GIFGuard: Proactive Forensics against Deepfakes in Facial GIFs via Spatiotemporal Watermarking
Shupeng Che 1, Zhiqing Guo 1, Changtao Miao 2, Dan Ma 1, Gaobo Yang 3
Published on arXiv
2604.26519
Output Integrity Attack
OWASP ML Top 10 — ML09
Key Finding
Achieves high-fidelity visual quality with robust watermark extraction even under severe deepfake facial manipulation of GIF sequences
GIFGuard
Novel technique introduced
The rapid evolution of deepfake technology poses an unprecedented threat to the authenticity of Graphics Interchange Format (GIF) imagery, which serves as a representative of short-loop temporal media in social networks. However, existing proactive forensics works are designed for static images, which limits their applicability to animated GIFs. To bridge this gap, we propose GIFGuard, the first spatiotemporal watermarking framework tailored for deepfake proactive forensics in GIFs. In the embedding stage, we propose the Spatiotemporal Adaptive Residual Encoder (STARE) to ensure robustness against high-level semantic tampering. It employs a 3D convolutional backbone with adaptive channel recalibration to capture globally coherent temporal dependencies. In the extraction stage, we design the Deep Integrity Restoration Decoder (DIRD). It utilizes a spatiotemporal hourglass architecture equipped with 3D attention to restore latent features, allowing for the accurate extraction of watermark signals even under severe facial manipulation. Furthermore, we construct GIFfaces, the first large-scale benchmark dataset curated for GIF proactive forensics to facilitate research in this domain. Extensive results show that GIFGuard achieves high-fidelity visual quality and remarkable robustness performance against deepfakes.

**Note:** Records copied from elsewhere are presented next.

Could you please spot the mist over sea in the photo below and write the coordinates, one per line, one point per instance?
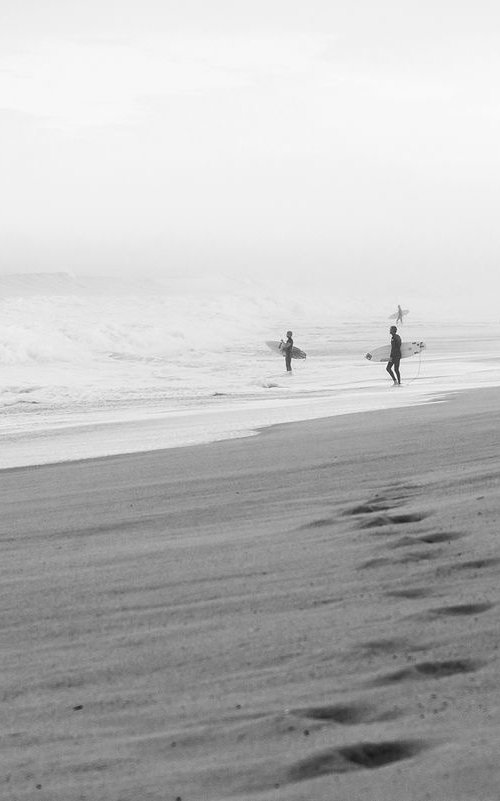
(92, 366)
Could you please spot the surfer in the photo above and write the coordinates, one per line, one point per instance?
(395, 356)
(286, 348)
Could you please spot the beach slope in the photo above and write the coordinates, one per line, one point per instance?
(307, 614)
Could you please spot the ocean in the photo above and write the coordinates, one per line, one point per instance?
(99, 366)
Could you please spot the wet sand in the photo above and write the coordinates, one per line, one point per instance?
(308, 614)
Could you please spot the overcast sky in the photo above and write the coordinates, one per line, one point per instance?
(355, 137)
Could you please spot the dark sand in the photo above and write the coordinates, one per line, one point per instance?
(307, 614)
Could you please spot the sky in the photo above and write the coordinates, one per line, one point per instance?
(355, 142)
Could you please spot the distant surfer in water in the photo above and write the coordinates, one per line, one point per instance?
(286, 348)
(395, 356)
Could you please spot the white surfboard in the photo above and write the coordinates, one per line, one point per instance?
(277, 347)
(383, 353)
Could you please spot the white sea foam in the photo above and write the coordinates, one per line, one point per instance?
(95, 366)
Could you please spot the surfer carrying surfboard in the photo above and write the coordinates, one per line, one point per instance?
(287, 348)
(395, 356)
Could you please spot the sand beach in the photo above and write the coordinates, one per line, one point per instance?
(305, 615)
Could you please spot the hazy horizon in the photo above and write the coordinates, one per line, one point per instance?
(356, 144)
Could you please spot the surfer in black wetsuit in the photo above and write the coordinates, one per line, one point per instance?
(286, 348)
(395, 356)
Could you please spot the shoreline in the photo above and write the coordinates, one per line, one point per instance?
(309, 612)
(157, 429)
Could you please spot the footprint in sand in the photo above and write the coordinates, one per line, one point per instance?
(354, 757)
(428, 670)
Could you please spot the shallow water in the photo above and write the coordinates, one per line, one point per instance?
(93, 370)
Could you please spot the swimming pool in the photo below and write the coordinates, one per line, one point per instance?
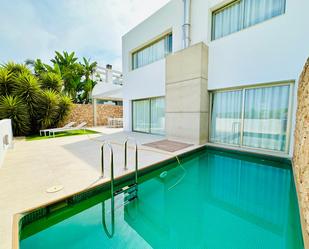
(214, 200)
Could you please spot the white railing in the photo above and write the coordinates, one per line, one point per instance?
(109, 75)
(6, 137)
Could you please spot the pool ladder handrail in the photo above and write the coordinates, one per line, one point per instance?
(108, 233)
(126, 157)
(111, 234)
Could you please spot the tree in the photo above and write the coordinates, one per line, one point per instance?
(31, 101)
(89, 70)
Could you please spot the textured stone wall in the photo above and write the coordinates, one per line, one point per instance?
(301, 147)
(81, 113)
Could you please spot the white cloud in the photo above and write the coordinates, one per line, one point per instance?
(35, 29)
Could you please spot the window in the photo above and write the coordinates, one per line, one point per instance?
(149, 115)
(241, 14)
(153, 52)
(252, 117)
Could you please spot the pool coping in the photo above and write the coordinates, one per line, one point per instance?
(17, 218)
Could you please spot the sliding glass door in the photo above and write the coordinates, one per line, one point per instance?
(266, 117)
(141, 115)
(157, 125)
(149, 115)
(252, 117)
(226, 117)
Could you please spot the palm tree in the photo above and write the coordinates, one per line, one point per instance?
(71, 72)
(88, 84)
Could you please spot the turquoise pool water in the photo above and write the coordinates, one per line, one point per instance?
(214, 200)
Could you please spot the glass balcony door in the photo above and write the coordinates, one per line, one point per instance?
(256, 117)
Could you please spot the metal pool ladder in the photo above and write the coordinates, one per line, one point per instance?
(129, 191)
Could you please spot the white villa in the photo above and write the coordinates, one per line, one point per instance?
(223, 72)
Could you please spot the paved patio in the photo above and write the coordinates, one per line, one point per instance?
(31, 167)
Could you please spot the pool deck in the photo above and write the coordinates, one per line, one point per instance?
(31, 167)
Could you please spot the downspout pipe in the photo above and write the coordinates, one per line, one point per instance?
(186, 27)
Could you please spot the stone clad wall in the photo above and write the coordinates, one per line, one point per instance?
(81, 113)
(301, 148)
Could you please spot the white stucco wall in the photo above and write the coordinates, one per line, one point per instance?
(5, 129)
(148, 81)
(271, 51)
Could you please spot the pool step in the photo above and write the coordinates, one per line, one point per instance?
(129, 191)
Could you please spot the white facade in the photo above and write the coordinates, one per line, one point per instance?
(6, 137)
(271, 51)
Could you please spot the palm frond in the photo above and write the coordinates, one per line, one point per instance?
(14, 109)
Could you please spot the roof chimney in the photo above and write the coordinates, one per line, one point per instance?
(186, 23)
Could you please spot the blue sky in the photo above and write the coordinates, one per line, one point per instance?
(92, 28)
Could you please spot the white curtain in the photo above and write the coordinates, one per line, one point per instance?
(158, 116)
(257, 11)
(153, 52)
(244, 13)
(141, 115)
(226, 117)
(227, 21)
(265, 117)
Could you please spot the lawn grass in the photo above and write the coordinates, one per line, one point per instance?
(60, 134)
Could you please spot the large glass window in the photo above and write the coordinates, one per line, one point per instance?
(252, 117)
(265, 117)
(226, 117)
(153, 52)
(141, 115)
(149, 115)
(157, 125)
(241, 14)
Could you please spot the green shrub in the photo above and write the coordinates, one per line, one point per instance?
(28, 89)
(13, 108)
(48, 108)
(31, 102)
(6, 82)
(65, 105)
(51, 81)
(16, 68)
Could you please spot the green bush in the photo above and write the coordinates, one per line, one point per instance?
(31, 101)
(6, 82)
(51, 81)
(13, 108)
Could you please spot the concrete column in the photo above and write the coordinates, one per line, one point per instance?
(187, 100)
(94, 104)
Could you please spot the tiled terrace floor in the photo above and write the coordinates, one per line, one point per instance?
(74, 162)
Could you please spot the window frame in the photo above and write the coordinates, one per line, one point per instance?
(243, 27)
(147, 45)
(290, 83)
(132, 115)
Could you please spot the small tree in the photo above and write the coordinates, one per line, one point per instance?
(31, 101)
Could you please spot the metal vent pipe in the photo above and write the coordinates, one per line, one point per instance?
(186, 23)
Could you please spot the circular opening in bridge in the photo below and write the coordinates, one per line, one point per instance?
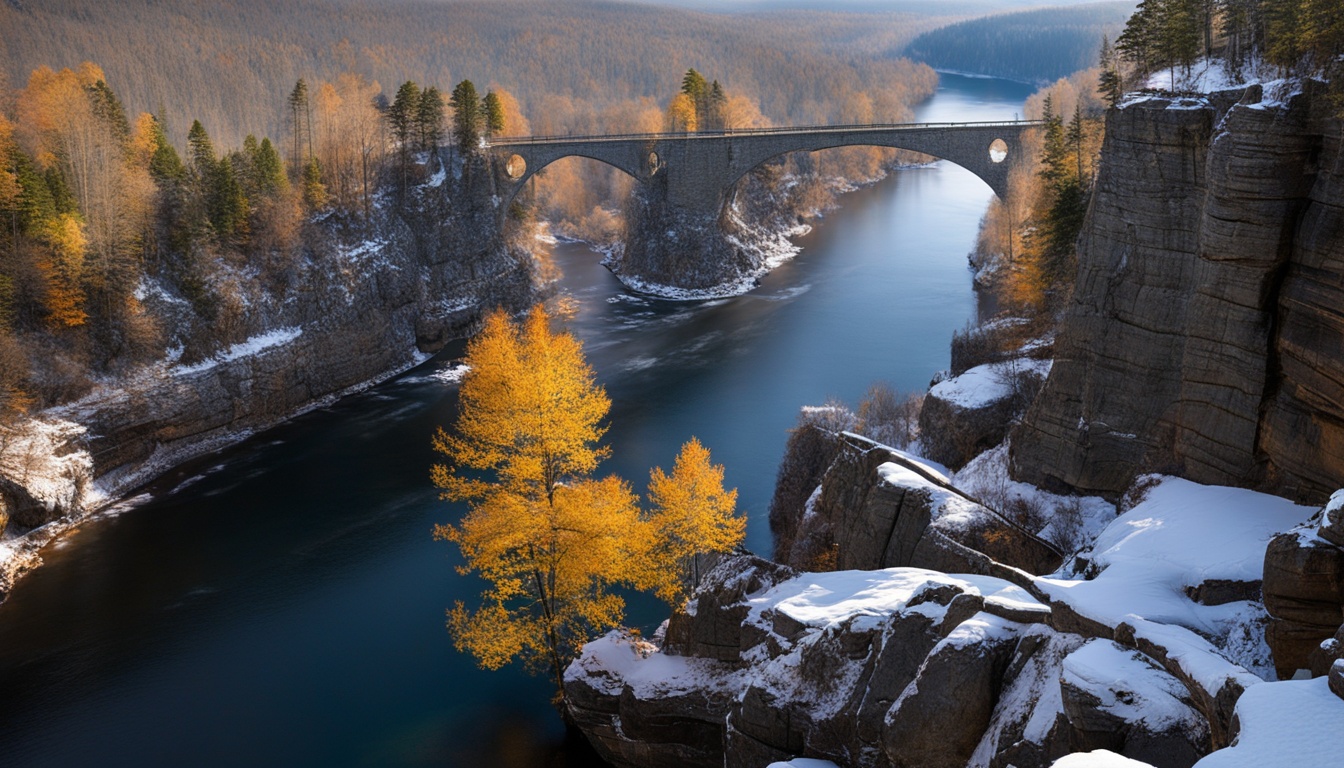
(997, 151)
(516, 167)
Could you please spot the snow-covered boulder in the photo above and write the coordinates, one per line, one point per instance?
(971, 413)
(883, 507)
(1290, 722)
(1117, 698)
(844, 666)
(1304, 592)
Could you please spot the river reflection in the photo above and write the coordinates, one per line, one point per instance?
(281, 603)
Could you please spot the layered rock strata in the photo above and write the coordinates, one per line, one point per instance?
(883, 669)
(878, 507)
(366, 303)
(1210, 293)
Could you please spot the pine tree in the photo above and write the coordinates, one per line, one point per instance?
(202, 151)
(301, 123)
(493, 114)
(108, 109)
(164, 164)
(1137, 42)
(315, 191)
(698, 90)
(1075, 136)
(717, 106)
(1110, 85)
(227, 202)
(468, 116)
(403, 116)
(269, 170)
(429, 119)
(682, 114)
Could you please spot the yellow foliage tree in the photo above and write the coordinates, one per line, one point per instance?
(549, 540)
(692, 515)
(63, 271)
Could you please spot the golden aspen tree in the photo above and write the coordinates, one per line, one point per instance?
(547, 538)
(63, 271)
(692, 515)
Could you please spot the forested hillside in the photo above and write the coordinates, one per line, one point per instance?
(1034, 46)
(574, 66)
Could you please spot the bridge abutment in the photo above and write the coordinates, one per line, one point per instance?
(680, 233)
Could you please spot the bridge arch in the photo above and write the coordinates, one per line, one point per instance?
(536, 156)
(988, 154)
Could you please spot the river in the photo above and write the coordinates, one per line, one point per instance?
(281, 603)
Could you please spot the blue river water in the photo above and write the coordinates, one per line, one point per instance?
(281, 603)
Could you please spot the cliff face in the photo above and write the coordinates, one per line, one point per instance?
(366, 303)
(1204, 332)
(363, 311)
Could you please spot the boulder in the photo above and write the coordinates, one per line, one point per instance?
(1208, 305)
(886, 509)
(1304, 596)
(1117, 698)
(932, 726)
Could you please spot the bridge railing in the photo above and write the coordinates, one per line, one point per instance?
(719, 132)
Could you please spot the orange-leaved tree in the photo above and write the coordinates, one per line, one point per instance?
(549, 540)
(692, 515)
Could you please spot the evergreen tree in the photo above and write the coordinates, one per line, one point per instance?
(269, 170)
(493, 114)
(301, 123)
(202, 151)
(429, 119)
(1137, 42)
(403, 116)
(1075, 136)
(108, 109)
(315, 191)
(227, 202)
(164, 164)
(717, 106)
(468, 116)
(1110, 85)
(698, 90)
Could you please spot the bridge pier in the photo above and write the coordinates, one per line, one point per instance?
(679, 230)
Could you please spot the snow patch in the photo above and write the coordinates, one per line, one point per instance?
(987, 385)
(1290, 722)
(829, 599)
(1097, 759)
(253, 346)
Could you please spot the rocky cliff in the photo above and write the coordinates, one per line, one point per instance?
(368, 300)
(1204, 331)
(898, 667)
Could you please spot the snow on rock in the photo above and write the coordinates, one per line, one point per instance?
(1130, 687)
(1182, 534)
(43, 457)
(824, 600)
(452, 373)
(1074, 522)
(253, 346)
(1097, 759)
(1290, 722)
(985, 385)
(948, 507)
(620, 659)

Related code and dataset will be released.
Key Contributions
- First spatiotemporal watermarking framework specifically designed for proactive forensics in animated GIFs against deepfakes
- STARE encoder using 3D convolutions with adaptive channel recalibration to capture temporal dependencies and ensure watermark temporal consistency
- DIRD decoder with spatiotemporal hourglass architecture and 3D attention for extracting watermarks under severe facial manipulation
- GIFfaces benchmark dataset for GIF proactive forensics research
🛡️ Threat Analysis
Embeds watermarks in GIF content outputs to verify authenticity and provenance, enabling detection of deepfake manipulation. This is content watermarking (output integrity), not model watermarking. The watermark is embedded in the media content itself to trace whether it has been tampered with by deepfakes.